Everyone stared at him.  Wally finally spoke the universal thought.

“Sounds like you know a lot more than you’re letting on, Dick.”

“I was staking out a Yakuza safehouse,” he said with an air of long-suffering dignity.  “And let me just say that any respect I had for those guys went out the window after listening to them spend a day and a half debating ‘phoenix feathers versus unicorn tail,’ and why Voldemort’s old wand was prone to ‘recent victim leakage.’”

Oswald had to stand on his bed, stand on his toes, and stretch like mad to reach the ceiling and withdraw his nest egg hidden behind the acoustic tiling.  With the payoffs to Vics, Nurse Chin, that Orson fellow at the reception desk, and Rudy the temp, he was down $6,100 since forming the collective bargaining unit.

Long term, it was still sure to be a worthwhile investment.  Arkham had a constant population of inmates who were Iceberg customers on the outside.  He knew how one alibi turned into six more over the course of a year.  How one diversion on the docks “just to keep Huntress away from the Biskin place until midnight” would turn into a dozen more incidents to occupy this vigilante or that one.  ‘Just this once’ customers became repeat customers as long as you offered a quality product and gave the people what they were paying for.  Long term, Oswald would have a steady stream of income from the little extras these corrupt Arkham staffers provided for a price.  But long term wasn’t doing him any good right now. 
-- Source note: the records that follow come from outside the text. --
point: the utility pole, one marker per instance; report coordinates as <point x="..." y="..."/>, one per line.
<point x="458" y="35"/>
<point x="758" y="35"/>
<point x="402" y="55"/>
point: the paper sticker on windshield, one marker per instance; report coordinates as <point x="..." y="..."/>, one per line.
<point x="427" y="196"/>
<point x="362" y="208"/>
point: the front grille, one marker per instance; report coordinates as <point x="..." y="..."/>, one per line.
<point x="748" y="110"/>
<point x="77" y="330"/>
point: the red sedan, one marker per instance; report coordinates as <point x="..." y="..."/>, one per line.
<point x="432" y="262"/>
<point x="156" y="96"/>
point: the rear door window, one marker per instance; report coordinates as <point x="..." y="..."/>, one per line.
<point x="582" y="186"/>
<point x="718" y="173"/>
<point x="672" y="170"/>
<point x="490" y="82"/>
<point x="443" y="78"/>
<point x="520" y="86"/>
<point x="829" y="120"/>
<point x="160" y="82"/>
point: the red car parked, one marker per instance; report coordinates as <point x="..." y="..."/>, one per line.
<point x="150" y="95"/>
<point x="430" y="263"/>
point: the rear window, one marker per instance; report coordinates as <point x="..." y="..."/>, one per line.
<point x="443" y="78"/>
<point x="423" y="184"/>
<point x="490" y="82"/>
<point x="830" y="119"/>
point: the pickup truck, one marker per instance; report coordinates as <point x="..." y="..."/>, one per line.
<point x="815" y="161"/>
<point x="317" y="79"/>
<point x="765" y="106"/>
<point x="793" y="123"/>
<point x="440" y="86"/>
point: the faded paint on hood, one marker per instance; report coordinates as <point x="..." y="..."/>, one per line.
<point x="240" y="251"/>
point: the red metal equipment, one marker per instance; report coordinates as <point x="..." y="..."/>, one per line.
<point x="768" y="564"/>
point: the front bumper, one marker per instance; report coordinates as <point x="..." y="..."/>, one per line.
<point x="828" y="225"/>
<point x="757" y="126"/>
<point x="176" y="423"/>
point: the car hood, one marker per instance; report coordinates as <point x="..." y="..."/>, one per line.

He had to find a quick influx of cash to cover his startup costs for this Arkham operation, to rebuild the Iceberg, and to restore the steady flow of income that supported promising little investments like this. 

So… how to obtain a quick injection of cash in the middle of an insane asylum?

After the cheese fondue came a boiling pot of coq au vin to cook up a bewildering selection of shrimp, bite-size sirloin, pork, duck, and vegetables, each with different cooking times and each with a different recommended dipping sauce.  Although Dick and Barbara had been to the Melting Pot many times, they confessed that they could never keep it all straight and said the confusion was “part of the fun.”  Only Linda had logged the complicated instructions in the waiter’s hurried recitation, and she reproduced it as needed with a reporter’s expert recall.

“Three minutes on that,” she reminded her husband.

“And it’s good in the teriyaki?”

“Or the mustard sauce.”

He nodded. 

“So, what’s new in Bludhaven?” he asked suddenly. 

Whenever Bruce left town now, Nightwing covered for Batman in Gotham.  He asked Wally to “run through” Bludhaven each night, just to make sure nothing was brewing in his absence.  Wally had developed a fondness for the city, and now he always asked about it whenever he saw Dick.

“It’s good.  They’re building one of those historic riverfront deals.  The local families and the Gotham mobs both tried to muscle in on the construction.  B and I did some coordinated ass kicking to shut it down, both sides of the river at once.  That’s really all the excitement there’s been.”

“Cool.  Think the riverfront thing’ll be any good?”

“I don’t see that there’s much point to it,” Dick admitted.  “Shopping and restaurants.  That close to Gotham, who’s going to care about more shopping and restaurants?”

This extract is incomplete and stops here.